# Thread: Linear Algebra question regards Matrix and (....)

1. ## Linear Algebra question regards Matrix and (....)

The first,

Evaluate det(A) and use your answer to give the values of t which is a real number for which A is non singular

[(3-t) 0 7 5]
[(t-3) t 1 1] = A, (4x4 matric)
[0 -t 4t 2]
[0 0 2t+4 t+5]

I'm not sure about how to handle this question. Is it possible to handle this question be reduce this matrix to row-echelon form? so that I can find the determinant afterward.

The second question, I'm not sure if what I did is right or not for the first part, and for the second part I have no idea how to do it.

Consider the following three points in R^3

P=(1,-1,2) Q=(1,2,-3) R=(-1,4,1)

a) calculate QP (hat), QR (hat) and QP(hat) x QR(hat)

QP(hat) =(1, -1, 2) - (1,2,-3) = (0,-3,5)
QR(hat) =(-1,4,1) - (1,2,-3)= (-2,2,4)
QP(hat) x QR(hat) = (0,-3,5) x (-2,2,4) = 0x-2 + (-3x2) + (5x4)=20-6= 14 (is it)?

b) Use the cross product to find the area of the triangle with vertices P,Q and R

What cross-product I supposed to use? and how do I use it...

Best Regards
Junks

2. ## Re: Linear Algebra question regards Matrix and (....)

Hey junkwisch.

Hint (for Q1): Do you know the inductive formula for a determinant? A determinant of a 2x2 matrix [a b; c d] is ad - bc and you can use the inductive form to get det(A) for all matrices of higher order (i.e. rows/columns).

Take a look at the inductive formula here (if you don't have appropriate notes):

Determinant -- from Wolfram MathWorld

3. ## Re: Linear Algebra question regards Matrix and (....)

It seems very peculiar that you would be given problems like this if you have no idea how to even start! Are you sure you have been paying attention in class?

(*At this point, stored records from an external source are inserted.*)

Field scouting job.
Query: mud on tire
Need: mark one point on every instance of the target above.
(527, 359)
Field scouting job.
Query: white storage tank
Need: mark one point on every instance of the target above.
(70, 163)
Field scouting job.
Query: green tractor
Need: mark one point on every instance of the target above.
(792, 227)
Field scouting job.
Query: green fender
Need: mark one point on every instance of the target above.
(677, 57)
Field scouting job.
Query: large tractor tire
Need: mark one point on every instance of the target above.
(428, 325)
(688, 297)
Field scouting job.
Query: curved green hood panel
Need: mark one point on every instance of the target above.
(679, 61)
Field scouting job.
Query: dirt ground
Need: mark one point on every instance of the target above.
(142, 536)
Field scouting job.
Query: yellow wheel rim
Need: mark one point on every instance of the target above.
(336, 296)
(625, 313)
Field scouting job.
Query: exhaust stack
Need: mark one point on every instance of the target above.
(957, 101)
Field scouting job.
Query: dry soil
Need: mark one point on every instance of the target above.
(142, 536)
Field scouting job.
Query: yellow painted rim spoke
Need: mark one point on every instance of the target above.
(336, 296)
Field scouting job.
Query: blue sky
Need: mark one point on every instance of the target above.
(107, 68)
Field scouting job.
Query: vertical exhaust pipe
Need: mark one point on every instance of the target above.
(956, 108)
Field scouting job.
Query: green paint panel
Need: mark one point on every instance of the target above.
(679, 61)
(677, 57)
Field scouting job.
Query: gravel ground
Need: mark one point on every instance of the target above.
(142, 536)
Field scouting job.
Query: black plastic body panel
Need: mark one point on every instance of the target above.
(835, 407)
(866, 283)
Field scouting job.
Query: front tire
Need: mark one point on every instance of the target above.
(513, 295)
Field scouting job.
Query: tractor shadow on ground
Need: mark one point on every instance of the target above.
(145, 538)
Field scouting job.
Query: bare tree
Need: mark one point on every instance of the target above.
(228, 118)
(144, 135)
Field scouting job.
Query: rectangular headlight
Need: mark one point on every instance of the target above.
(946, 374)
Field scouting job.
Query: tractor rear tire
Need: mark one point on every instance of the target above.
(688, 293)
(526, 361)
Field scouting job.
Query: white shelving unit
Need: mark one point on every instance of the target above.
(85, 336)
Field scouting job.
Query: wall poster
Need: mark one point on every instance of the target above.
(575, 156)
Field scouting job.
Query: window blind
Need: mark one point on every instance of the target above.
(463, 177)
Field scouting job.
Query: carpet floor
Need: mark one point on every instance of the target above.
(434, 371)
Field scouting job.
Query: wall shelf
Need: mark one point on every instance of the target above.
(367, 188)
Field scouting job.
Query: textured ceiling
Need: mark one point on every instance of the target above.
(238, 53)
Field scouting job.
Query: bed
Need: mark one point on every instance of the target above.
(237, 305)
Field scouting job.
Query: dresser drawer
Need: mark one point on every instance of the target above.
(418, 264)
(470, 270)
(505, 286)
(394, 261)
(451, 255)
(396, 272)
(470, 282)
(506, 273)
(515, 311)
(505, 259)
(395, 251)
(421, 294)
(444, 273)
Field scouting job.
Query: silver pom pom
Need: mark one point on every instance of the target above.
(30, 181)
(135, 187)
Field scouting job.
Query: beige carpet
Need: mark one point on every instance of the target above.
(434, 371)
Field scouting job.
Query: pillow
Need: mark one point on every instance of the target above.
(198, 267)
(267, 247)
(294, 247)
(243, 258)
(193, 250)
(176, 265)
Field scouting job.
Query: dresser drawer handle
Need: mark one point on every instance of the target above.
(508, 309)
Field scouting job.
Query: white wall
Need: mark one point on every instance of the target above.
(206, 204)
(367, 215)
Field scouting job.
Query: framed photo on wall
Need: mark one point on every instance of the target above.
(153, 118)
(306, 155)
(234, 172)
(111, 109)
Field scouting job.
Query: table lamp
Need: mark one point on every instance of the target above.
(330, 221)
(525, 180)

There are several ways to find the determinant of a 4 by 4 matrix. One is to "expand" by columns (or rows). Expanding by the first column (because it already has two "0"s) gives
$\displaystyle (3- t)\left|\begin{array}{ccc}t & 1 & 1 \\ -t & 4t & 2 \\ 0 & 2t+ 4 & t+ 5\end{array}\right|$$\displaystyle - (t- 3)\left|\begin{array}{ccc} 0 & 7 & 5 \\ -t & 4t & 2 \\ 0 & 2t+ 4 & t+ 5\end{array}\right|$
Of course, you then expand the 3 by 3 matrices in the same way.

But, yes, the simplest way to find a determinant is to "row reduce" it to a triangular matrix. You can use the row operations "swap two rows" or "add a multiple of one row to another row" without change. The only thing to be careful with is that if you "multiply a row by a number" that mulltiplies the determinant by the same number so to get back to the original determinant, you have to divide by it.

As for the second problem, first, "QP(hat) x QR(hat) = (0,-3,5) x (-2,2,4) = 0x-2 + (-3x2) + (5x4)=20-6= 14" is wrong because the cross product of two vectors is a vector, not a number! Whoever gave you this problem expects you to know the theorem "The length of the cross product of two vectors is equal to the area of the parallelogram having the two vectors as sides." Of course, the triangle having those the vectors as sides is half the parallelogram formed by any two of the vectors.

So the area of the triangle is one half the length of the cross product of any two of the three vectors forming the triangle. As to "what cross product", did it not occur that they meant the one they had just told you to calculate?